Hell, I can’t wait through one more heartbeat.

I swing off my horse.

Jovie blinks. “Rhodes? What are you—?”

“Stay there,” I say.

I walk toward her, the grass soft under my boots, the sky wide and clean above us. My heart beats hard. Not from fear. From certainty.

She slides off her horse too, meeting me halfway.

“Rhodes?” she whispers. Her eyes are already shining.

I take her hands in mine.

“I wasn’t going to do it like this,” I admit. “I had a plan. A whole big plan with candles, a sunset, and maybe even a bottle of something bubbly.”

Her laugh is soft. “Rhodes—”

“But I can’t wait.” My voice breaks. “I don’t want to wait another minute to ask you this.”

Her breath catches hard enough I feel it.

I squeeze her hands.

“You came up this mountain trying to give your dad a dream,” I say. “And along the way, you gave me one too. You brought life back to this ranch. You built something with me. You stayed when you didn’t have to. You choose this place every day. You choose us.”

I swallow.

“You’re home to me, Jovie.”

Her eyes overflow.

“I love you,” I say, voice low and honest. “I love you so damn much it scares me in the best way. And I want every spring, every Christmas, every stupid blizzard with you. I want all of it.”

I drop to one knee in the soft grass.

Her hands fly to her mouth.

“Marry me,” I say. “Make this home yours too. Forever.”

For a single breath, the whole world holds still.

The horses. The breeze. The sun. My mountain. No, our mountain.

And then—finally. One word breaks through it all.

“Yes,” she whispers. “Rhodes—yes. Yes.”

I stand fast, pull her into my arms, and kiss her like she’s the only thing the earth bothered making that day.

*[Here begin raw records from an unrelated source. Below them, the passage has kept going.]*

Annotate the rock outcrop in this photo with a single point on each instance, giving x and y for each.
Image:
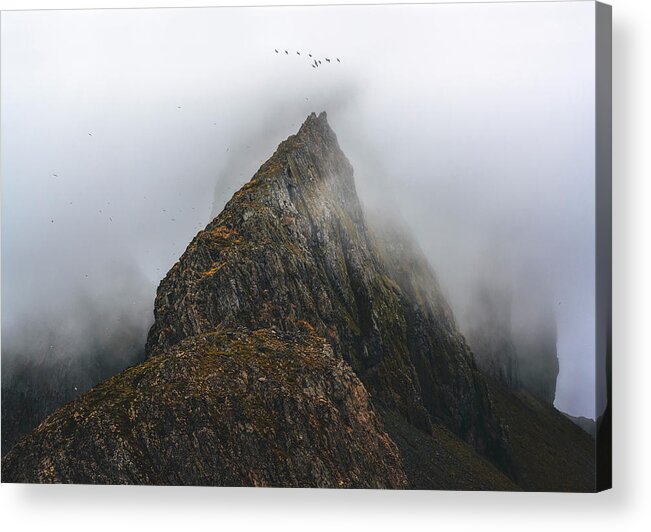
(229, 408)
(292, 247)
(294, 345)
(513, 337)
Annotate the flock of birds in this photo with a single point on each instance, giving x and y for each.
(315, 62)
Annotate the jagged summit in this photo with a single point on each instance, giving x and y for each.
(291, 250)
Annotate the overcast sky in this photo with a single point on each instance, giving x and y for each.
(475, 121)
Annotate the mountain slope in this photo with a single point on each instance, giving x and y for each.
(292, 247)
(230, 408)
(295, 345)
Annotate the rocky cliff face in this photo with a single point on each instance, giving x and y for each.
(514, 343)
(293, 345)
(229, 408)
(491, 336)
(292, 247)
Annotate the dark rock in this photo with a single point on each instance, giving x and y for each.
(223, 409)
(292, 248)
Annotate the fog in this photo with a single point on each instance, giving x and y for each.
(474, 122)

She melts into me, laughing and crying, and I hold her tighter. Our horses snort behind us. Her dad whoops from across the pasture, probably chasing the calf in celebration now.

Jovie pulls back just enough to look at me, cheeks glowing.

“I love you,” she says. “I love you so much.”

I brush my thumb across her cheek. “Good,” I whisper. “Because I’m never letting you go.”

She laughs again—bright, wild, happy—before kissing me once more.

With the whole mountain blooming around us,

and her father riding circles in the grass,

and the spring sun warming the world awake…

I know with absolute certainty that this woman is my whole damn future. And her love is the greatest gift I’ll ever get.